In the event of a violation of the Federal Food, Drug, and Cosmetic Act, depending on its nature, FDA may give individuals and firms an opportunity to take voluntary and prompt action to correct the violation before FDA initiates an enforcement action. Untitled letters are used for violations that may not meet the threshold of regulatory significance for a warning letter and request correction of the violations. Unlike a warning letter, an untitled letter does not include a statement that warns the individual or firm that failure to promptly correct the violation may result in enforcement action. FDA generally is under no legal obligation to warn individuals or firms about violations before taking enforcement action.
For more information, see “Untitled Letters” in the Regulatory Procedures Manual.

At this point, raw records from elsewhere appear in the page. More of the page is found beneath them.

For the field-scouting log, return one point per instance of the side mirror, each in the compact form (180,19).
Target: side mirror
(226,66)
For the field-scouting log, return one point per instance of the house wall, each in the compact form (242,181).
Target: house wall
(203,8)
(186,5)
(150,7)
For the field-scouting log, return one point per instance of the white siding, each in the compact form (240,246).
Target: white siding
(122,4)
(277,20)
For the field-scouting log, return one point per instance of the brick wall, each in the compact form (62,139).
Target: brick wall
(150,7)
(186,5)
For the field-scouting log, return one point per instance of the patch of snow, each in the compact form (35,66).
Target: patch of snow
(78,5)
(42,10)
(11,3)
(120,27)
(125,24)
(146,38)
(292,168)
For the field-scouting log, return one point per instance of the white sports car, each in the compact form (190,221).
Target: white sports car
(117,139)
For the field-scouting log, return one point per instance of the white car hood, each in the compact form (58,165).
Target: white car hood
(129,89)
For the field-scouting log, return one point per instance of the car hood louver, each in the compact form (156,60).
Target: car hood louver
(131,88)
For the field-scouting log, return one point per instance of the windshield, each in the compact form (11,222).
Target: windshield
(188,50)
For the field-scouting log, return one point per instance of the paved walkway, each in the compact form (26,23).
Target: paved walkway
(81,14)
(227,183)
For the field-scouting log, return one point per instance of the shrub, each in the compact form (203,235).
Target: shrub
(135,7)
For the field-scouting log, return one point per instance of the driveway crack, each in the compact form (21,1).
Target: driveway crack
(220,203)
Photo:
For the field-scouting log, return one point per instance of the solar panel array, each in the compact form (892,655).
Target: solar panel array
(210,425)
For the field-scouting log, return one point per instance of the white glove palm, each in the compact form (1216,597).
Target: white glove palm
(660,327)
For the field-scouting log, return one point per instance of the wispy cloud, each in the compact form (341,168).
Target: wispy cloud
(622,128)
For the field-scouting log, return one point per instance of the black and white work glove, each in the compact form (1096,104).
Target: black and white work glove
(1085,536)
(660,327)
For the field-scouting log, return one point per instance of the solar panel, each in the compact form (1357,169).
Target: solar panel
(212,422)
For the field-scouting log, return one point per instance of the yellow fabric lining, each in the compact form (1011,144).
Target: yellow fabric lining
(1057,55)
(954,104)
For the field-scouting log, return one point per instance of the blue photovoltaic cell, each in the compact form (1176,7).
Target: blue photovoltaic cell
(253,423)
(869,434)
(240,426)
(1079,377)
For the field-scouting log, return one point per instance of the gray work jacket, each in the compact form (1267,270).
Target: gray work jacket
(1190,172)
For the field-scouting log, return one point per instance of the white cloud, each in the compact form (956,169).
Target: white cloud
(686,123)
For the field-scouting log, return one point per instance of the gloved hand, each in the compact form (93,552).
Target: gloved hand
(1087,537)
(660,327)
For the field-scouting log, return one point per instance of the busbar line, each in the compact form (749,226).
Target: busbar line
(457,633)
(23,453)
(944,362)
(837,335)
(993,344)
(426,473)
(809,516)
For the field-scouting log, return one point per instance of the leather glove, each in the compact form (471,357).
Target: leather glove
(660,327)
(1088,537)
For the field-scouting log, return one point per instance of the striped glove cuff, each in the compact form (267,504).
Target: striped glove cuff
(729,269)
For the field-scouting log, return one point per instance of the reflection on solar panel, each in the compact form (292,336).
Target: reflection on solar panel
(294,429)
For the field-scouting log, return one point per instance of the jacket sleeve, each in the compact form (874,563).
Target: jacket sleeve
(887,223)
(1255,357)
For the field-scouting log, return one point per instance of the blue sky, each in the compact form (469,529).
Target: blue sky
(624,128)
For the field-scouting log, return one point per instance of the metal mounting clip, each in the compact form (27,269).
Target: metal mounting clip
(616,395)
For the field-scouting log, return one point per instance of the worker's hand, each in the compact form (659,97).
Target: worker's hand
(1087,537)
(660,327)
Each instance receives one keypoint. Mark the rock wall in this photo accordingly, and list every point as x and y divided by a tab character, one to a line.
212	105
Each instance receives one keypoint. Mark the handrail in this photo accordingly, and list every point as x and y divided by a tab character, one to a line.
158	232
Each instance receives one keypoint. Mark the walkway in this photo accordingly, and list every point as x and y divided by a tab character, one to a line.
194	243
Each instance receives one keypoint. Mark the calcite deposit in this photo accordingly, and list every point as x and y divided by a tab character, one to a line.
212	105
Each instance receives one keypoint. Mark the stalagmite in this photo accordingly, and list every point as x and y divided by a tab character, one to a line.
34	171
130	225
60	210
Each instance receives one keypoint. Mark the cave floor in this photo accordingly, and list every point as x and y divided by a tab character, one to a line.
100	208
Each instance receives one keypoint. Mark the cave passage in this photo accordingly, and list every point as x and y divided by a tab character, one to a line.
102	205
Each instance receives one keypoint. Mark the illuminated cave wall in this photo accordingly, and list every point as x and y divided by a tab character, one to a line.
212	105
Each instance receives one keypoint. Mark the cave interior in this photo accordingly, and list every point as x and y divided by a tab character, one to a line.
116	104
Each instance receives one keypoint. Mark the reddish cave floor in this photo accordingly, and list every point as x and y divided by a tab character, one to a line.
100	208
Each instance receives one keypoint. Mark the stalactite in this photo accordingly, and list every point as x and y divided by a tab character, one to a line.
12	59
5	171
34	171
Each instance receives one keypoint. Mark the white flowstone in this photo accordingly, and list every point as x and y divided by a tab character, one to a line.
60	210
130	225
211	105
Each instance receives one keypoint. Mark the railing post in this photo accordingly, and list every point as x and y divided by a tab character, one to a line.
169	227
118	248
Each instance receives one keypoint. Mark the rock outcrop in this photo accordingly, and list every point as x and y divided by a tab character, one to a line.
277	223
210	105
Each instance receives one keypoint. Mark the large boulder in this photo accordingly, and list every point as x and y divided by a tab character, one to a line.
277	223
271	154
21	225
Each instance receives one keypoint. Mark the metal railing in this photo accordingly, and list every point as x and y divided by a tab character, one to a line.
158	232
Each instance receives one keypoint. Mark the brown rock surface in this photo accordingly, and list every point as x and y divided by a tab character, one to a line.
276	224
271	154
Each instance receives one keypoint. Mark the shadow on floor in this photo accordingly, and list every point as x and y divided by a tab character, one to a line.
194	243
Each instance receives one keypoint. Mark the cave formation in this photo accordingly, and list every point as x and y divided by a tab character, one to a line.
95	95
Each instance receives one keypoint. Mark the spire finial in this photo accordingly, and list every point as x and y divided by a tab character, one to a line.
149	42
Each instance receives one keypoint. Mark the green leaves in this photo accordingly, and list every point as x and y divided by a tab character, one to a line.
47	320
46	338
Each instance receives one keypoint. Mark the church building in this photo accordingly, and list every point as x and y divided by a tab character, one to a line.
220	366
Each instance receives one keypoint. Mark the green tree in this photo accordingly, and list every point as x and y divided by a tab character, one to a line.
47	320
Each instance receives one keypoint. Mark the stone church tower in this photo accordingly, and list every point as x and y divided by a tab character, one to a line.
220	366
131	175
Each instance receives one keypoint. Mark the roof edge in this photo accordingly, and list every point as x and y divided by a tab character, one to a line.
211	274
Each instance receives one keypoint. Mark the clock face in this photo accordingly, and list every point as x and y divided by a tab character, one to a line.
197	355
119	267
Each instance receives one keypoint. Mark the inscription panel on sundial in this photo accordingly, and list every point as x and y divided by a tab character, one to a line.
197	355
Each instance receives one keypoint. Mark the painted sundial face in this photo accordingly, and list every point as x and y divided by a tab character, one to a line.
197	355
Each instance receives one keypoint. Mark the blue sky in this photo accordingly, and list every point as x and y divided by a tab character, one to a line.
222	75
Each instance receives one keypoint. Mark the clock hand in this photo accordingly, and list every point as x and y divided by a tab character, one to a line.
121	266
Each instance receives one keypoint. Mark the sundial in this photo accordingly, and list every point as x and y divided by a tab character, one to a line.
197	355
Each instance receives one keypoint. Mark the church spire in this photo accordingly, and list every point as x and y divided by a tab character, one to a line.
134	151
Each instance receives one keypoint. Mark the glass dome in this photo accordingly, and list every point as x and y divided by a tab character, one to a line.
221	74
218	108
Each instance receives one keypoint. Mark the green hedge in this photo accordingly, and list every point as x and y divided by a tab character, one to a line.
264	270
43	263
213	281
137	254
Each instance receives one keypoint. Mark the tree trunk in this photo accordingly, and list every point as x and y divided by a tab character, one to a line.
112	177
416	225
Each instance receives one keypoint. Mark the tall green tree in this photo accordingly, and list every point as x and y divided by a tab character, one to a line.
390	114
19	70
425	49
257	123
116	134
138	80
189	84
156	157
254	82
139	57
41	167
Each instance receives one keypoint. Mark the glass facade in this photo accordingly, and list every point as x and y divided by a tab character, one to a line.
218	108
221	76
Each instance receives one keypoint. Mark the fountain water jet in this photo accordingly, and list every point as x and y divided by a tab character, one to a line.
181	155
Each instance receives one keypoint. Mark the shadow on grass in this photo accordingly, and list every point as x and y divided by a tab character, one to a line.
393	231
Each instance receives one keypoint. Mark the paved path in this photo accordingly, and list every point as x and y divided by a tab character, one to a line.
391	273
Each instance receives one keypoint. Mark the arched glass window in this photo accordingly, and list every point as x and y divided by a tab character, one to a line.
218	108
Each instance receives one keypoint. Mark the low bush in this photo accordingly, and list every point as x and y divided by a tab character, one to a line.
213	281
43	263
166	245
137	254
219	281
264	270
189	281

FDA generally posts an Untitled Letter to a Center website on FDA.gov when the Center has determined posting would fulfill one or more of the following objectives: (1) respond to 3 or more received or anticipated requests for the letter under the Freedom of Information Act (FOIA); (2) inform the public about violative practices and conditions that may pose a risk to their health; (3) deter future violations and allow similarly situated regulated entities to determine what activities and practices FDA finds violative and use the information to increase compliance with the law. This policy does not preclude Center offices from electing to proactively post all untitled letters within a particular program area. Where FDA adopts an approach to posting untitled letters in a particular program area, the posting will be done as soon as possible, but normally no later than 10 workdays after the letter has been issued.